Saturday, 28 January 2012

The Tale of the Greedy Baron

Once upon a time, there was a greedy Baron who wanted to make a lot of profit (even though he was already very rich).
In the pretty town, there was an old store that had been there for decades and that everybody loved. It was a very big place, and it was like a magic place, because whatever you needed, the store had it (and if they didn’t have it, they knew where to order it, and the employees helped you with a smile).
It was a very well-located store, and the Baron and his friends wanted to have access to the spot in order to be able to sell their own commodities.
Since the Baron and his friends didn’t care about the store and its employees and its patrons and its long tradition in town, they sent someone to make an offer to the rightful owner of the store.
Was the owner greedy, too?

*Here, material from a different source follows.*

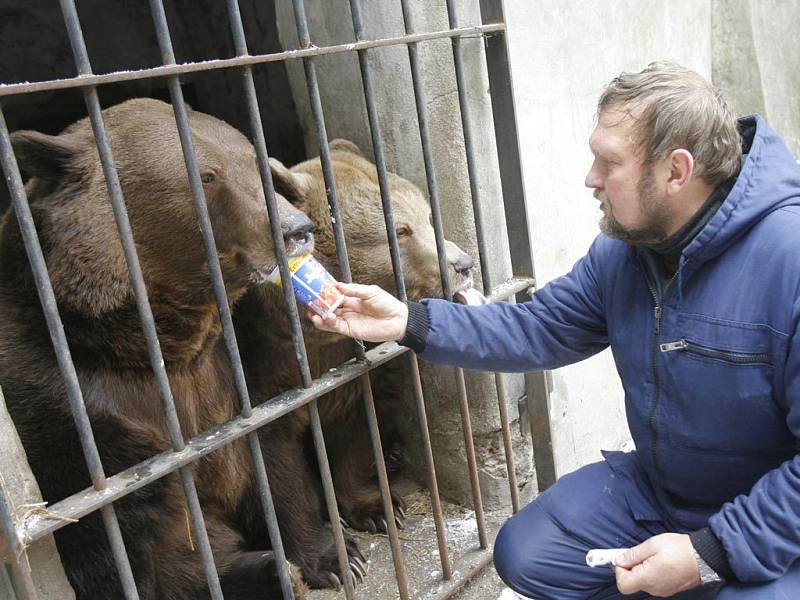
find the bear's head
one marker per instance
(76, 224)
(365, 229)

Was he tired? Was he tricked?
The story doesn’t say, but the Baron’s man bought the store and promised to keep everything as it had always been.

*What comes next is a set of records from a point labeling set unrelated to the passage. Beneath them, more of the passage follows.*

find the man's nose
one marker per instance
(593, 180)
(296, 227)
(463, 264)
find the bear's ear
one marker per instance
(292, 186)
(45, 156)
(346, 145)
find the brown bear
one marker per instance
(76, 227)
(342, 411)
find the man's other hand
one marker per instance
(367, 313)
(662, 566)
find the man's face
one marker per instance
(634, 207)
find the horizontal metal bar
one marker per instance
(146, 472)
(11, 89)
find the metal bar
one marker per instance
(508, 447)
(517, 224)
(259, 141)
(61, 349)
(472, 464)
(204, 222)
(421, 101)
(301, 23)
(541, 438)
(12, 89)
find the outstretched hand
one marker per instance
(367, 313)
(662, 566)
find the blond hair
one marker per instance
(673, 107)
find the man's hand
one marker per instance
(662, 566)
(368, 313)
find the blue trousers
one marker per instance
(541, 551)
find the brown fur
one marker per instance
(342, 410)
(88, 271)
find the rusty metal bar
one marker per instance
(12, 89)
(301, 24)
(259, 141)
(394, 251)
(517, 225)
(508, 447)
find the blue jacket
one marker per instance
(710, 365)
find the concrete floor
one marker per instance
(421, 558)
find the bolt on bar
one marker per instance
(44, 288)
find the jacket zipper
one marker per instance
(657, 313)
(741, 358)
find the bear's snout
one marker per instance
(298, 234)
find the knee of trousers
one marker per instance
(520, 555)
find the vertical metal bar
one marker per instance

Over the next few months, the new owner, the Baron and his friends lulled everybody into believing that nothing had, indeed, changed.
Then, one day, the new owner made a public statement – an apology, really – in which he admitted that he hadn’t taken good care of the buildings and they were now very unsafe, and the store had to be closed for a bit of time… Just until the necessary works were finished, really, and then the store would open again, as beautiful as it was on its original opening day.

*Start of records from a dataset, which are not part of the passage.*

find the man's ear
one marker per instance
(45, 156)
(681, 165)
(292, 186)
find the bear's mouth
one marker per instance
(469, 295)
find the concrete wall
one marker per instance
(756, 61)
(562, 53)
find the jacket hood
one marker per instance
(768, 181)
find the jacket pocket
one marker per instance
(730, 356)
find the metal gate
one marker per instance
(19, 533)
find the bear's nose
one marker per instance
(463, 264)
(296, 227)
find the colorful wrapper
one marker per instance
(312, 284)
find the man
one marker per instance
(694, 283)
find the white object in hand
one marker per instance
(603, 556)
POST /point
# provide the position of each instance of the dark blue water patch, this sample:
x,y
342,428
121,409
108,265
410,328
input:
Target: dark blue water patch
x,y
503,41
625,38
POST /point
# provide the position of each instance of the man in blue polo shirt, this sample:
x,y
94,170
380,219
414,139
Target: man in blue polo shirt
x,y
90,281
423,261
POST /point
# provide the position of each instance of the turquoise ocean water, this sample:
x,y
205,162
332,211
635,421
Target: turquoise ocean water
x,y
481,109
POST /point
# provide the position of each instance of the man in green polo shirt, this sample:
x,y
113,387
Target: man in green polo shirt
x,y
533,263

Massive sales were planned, and the employees were offered the possibility to retire early or to be given work in the other places owned by the new owner, the Baron and his friends (that was true for all the employees – except the ones who didn’t have permanent contracts and who were thrown out to the wolves in the woods).
The patrons, in shock, watched as their beloved store closed its doors. A few believed the new owner, but others felt the change and they just knew

Years have gone by now.
Half of the store as been sold to the Baron, who shared it equally between his slaves and his friends.
Now, that particular half of the store is a skeleton that makes all the patrons and town-dwellers think of the good old times.
The Baron must be quietly laughing as the second half of the store is waiting to be recycled into more portions that he can negotiate and sell for very high prices.

What makes this a sordid tale is that the recycling plans officially declare that no place should be kept in one state forever, and things must evolve in a town (and after all, there are other stores in town… but none like the one that was killed for greed). Such a declaration would be right if the change hadn’t been ordered out of pure voracity.
On my way to work, I walk by the old store and its ghosts, and I always hear former patrons comment to friends on the closing, on the killing (for that place had a soul).
For greed, a place that was working perfectly well has been annihilated and the people in town are left running to several stores in order to try to find what they’d have found in one place before – and the employees of the other stores were all trained in goals and constantly have toothaches that prevent them from ever being agreeable.
Things do change, but sometimes greedy people hasten the demise of perfectly good things for no valid reasons (because the Baron shall not take his money with him when he dies).
The old store shall always be missed, and the old patrons will never go line the Baron’s pockets with their money. Mind you, there might be something karmic in that, and I’m almost tempted to throw a Voodoo doll in the mix – it can’t hurt, right?